NEW YORK (Reuters) - OneWeb, the U.S. satellite startup backed by Japan’s SoftBank Group Corp, has increased its merger proposal for Intelsat SA by offering Intelsat’s creditors a smaller discount for their bonds than it had before.
OneWeb and Intelsat’s merger has been stalled because Intelsat’s debt investors have not been willing to accept the $3.6 billion haircut on their bonds the deal requires. OneWeb’s new offer reduces the concessions Intelsat’s bondholders must accept to about $2.85 billion.
“We’re at the absolute limit on what we’re prepared [to offer] for this business, and we’re simply not willing to negotiate any further,” said Alok Sama, the chief financial officer of SoftBank, a telecommunications and technology conglomerate.
In addition to allowing greater debt, the company bumped up the cash it is kicking into the deal by $60 million. SoftBank has already agreed to invest $1.7 billion in newly issued common and preferred shares in the combined company.
Bondholders have until May 31 to decide whether to accept the new deal. After the initial proposal, some of Intelsat’s debt traded above the offer price, in part leading investors to rebuff the deal.
The new proposal gives holders a small premium to trading prices on Wednesday evening.
The new offer also cuts how much Intelsat equity holders will receive, from $5 per share to $4.75.
Since the initial deal, SoftBank has received inquiries from other firms interested in doing a deal if the Intelsat merger collapses, Sama said.

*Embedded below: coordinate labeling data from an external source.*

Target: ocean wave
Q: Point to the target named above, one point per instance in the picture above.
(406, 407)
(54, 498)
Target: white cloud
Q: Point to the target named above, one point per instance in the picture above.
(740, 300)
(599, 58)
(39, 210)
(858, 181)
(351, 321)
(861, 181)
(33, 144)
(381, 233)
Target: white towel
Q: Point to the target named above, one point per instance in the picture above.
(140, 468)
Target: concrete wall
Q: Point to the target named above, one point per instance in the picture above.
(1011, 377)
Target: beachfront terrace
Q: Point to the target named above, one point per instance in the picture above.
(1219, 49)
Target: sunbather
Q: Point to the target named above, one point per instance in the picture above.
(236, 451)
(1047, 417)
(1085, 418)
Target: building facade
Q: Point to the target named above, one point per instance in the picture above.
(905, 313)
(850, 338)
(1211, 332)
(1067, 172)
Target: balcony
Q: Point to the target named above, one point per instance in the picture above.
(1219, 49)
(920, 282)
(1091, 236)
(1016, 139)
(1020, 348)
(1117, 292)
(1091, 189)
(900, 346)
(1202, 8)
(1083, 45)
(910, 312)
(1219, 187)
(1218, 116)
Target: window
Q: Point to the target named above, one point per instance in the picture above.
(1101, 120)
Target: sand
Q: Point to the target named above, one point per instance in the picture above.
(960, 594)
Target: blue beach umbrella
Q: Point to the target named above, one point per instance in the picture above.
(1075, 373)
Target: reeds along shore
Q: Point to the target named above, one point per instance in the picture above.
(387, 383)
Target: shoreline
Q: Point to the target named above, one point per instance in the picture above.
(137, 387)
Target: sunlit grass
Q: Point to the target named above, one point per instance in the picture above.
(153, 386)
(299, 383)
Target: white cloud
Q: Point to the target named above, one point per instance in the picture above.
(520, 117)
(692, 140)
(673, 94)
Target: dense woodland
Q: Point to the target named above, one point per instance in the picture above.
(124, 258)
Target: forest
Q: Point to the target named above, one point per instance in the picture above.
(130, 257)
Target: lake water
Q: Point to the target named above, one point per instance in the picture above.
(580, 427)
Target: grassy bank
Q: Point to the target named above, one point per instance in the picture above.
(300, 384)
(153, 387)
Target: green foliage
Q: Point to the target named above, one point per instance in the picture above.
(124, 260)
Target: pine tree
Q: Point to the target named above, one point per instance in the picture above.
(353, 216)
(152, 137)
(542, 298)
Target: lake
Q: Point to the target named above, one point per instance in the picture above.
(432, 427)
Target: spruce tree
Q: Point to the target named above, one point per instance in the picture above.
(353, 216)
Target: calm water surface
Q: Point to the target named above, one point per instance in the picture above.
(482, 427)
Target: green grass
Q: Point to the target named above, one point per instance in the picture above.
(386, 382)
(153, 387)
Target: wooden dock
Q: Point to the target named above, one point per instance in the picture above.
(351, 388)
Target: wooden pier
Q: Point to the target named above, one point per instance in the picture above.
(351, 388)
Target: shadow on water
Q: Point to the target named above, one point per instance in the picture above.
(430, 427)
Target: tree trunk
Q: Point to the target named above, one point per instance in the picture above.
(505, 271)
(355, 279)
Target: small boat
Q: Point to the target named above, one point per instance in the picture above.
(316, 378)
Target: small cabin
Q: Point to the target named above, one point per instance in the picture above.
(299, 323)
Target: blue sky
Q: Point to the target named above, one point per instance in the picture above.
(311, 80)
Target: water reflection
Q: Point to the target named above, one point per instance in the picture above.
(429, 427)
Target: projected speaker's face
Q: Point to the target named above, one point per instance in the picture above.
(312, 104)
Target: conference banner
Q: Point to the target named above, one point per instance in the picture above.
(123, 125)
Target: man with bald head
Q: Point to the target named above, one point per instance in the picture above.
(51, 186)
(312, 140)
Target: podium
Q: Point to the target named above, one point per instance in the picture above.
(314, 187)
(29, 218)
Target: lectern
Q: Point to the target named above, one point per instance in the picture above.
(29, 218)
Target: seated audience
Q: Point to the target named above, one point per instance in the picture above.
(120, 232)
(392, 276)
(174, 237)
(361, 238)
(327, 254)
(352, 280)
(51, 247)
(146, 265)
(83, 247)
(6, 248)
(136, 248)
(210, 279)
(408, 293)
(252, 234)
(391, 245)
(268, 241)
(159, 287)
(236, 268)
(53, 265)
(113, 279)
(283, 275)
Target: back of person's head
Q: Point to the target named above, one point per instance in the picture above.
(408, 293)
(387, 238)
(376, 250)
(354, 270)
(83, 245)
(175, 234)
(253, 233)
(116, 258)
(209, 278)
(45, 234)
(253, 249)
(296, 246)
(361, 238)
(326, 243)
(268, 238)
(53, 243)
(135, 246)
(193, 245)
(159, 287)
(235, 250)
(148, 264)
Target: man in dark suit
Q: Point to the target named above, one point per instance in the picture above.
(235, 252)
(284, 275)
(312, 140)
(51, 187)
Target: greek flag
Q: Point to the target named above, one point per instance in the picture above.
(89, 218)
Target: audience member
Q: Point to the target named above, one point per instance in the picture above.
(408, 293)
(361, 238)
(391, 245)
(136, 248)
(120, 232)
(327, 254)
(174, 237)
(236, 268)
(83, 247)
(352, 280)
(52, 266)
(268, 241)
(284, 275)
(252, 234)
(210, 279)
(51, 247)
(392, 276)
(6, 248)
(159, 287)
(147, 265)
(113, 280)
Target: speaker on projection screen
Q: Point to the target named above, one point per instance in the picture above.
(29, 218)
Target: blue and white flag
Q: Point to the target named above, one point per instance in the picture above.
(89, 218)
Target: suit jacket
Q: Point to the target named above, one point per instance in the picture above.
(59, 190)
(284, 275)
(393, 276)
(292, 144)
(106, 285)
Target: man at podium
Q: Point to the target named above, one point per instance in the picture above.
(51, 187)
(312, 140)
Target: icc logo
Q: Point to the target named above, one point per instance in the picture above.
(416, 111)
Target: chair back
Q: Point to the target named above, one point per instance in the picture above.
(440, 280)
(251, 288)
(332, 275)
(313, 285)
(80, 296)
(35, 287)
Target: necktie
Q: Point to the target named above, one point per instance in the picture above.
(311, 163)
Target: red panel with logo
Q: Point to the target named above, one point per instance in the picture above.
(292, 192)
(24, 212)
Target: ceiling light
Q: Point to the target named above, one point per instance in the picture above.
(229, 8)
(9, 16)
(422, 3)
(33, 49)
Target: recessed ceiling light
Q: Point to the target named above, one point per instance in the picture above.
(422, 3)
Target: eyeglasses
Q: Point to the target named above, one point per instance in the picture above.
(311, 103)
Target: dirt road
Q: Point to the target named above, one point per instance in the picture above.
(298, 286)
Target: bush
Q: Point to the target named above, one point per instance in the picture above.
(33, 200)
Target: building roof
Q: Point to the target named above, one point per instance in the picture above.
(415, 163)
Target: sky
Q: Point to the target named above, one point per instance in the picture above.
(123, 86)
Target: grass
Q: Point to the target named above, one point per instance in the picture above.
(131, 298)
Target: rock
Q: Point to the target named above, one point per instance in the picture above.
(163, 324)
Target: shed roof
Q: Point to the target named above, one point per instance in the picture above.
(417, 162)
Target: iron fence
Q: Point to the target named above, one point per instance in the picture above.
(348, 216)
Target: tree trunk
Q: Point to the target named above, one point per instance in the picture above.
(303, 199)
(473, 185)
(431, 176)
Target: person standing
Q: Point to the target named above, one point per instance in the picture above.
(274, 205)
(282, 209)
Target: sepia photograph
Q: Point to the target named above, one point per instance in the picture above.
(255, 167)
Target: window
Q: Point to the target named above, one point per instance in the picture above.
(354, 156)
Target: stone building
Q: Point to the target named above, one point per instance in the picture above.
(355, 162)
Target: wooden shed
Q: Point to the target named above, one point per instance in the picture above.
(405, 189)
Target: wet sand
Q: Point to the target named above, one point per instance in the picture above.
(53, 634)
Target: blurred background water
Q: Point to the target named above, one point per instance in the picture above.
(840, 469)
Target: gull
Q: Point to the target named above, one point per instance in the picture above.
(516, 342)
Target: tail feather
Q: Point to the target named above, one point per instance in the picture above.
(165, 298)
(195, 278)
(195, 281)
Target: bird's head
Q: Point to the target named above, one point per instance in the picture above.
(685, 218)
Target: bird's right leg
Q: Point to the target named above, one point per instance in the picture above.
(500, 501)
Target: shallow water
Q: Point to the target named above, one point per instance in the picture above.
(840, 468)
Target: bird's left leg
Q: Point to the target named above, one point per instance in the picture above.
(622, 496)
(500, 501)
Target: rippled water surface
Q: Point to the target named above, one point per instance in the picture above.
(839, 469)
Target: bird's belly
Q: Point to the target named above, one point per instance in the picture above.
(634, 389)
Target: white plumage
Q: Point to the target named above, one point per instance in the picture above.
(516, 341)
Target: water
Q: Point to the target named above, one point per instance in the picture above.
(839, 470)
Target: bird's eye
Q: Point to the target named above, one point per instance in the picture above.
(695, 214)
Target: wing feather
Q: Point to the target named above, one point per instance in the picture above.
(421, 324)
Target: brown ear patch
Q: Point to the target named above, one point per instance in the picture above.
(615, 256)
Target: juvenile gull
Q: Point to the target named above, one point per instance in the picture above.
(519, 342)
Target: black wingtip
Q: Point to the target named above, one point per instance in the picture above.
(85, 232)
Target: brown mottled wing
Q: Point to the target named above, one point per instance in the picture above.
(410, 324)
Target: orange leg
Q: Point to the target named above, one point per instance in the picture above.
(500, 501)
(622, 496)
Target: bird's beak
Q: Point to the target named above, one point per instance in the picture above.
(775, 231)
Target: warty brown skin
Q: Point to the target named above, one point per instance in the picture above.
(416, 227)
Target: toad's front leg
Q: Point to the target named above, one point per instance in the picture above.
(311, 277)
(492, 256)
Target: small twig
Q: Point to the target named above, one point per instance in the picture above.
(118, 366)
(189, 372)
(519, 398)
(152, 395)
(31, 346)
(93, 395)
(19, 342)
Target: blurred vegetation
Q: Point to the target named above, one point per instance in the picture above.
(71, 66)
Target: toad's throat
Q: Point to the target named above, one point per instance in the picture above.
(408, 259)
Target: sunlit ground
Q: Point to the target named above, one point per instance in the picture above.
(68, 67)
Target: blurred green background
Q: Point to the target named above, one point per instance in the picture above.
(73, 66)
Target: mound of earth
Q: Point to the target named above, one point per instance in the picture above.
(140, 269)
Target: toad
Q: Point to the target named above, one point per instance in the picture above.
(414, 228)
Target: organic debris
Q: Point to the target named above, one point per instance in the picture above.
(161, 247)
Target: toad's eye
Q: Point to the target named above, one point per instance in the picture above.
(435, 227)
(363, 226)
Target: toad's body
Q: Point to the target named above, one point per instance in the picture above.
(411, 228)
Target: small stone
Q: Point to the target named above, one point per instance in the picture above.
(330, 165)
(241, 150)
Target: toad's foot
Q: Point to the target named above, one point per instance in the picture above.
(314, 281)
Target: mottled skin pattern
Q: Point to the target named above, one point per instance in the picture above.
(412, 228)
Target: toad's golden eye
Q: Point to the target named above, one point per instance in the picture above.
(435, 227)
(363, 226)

“We have signed [non-disclosure agreements] with multiple parties,” Sama said, adding he could not share the status of the discussions. “We’ve talked to other parties and have formulated a very clear view on what Intelsat is worth versus the other options.”
The value of the new deal is $14 billion, up from the initial $13.3 billion offer made in late February.
A combined OneWeb and Intelsat would eventually create a combined network of hundreds or even thousands of satellites in high and low altitudes around Earth to help provide internet access worldwide.